Le rapporteur spécial souligne une fois de plus le manque de sincérité de la programmation budgétaire du PITE, dans la mesure où quasiment toutes les actions sont alimentées par des transferts en gestion et où, par conséquent, les montants présentés ci-dessus ne correspondent pas au montant total et aux ressources réellement accordées aux politiques en question.

La commission a décidé de proposer au Sénat de ne pas adopter les crédits de la mission « Cohésion des territoires ».
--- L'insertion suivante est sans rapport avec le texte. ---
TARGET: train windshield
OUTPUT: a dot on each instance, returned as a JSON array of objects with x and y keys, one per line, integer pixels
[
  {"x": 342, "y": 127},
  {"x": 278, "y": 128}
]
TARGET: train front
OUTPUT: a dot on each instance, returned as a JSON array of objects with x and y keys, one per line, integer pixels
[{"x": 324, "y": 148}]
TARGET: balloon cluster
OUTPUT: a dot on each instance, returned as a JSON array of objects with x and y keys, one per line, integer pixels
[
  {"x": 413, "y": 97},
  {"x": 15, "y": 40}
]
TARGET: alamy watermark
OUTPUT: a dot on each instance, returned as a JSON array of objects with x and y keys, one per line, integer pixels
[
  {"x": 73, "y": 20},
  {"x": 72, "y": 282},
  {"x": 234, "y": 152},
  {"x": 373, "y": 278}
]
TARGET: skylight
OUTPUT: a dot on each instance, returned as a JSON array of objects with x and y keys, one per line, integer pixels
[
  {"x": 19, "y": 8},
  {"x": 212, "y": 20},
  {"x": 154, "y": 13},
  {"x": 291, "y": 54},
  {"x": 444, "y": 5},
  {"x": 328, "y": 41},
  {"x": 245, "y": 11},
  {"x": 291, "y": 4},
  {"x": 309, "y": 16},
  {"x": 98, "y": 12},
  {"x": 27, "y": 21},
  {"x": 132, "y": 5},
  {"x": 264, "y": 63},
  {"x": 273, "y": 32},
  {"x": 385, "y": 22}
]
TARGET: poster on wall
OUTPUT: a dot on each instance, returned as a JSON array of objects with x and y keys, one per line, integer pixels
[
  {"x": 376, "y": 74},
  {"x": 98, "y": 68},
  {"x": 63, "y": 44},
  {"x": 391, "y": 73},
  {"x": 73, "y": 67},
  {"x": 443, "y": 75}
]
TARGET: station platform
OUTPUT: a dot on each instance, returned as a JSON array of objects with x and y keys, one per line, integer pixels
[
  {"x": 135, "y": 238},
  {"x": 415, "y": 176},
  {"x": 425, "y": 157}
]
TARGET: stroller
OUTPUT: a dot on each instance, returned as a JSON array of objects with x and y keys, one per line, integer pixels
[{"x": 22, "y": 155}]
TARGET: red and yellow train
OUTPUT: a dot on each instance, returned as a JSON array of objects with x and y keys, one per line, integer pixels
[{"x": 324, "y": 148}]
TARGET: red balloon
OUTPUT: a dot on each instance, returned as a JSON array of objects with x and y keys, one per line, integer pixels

L'article 49 de la loi organique relative aux lois de finances (LOLF) fixe au 10 octobre la date limite pour le retour des réponses aux questionnaires budgétaires.

À cette date, étaient parvenues au rapporteur spécial :

- 90 % des réponses relatives au programme 162 « Interventions territoriales de l'État » ;

- 70 % des réponses relatives au programme 112 « Impulsion et coordination de la politique d'aménagement du territoire ».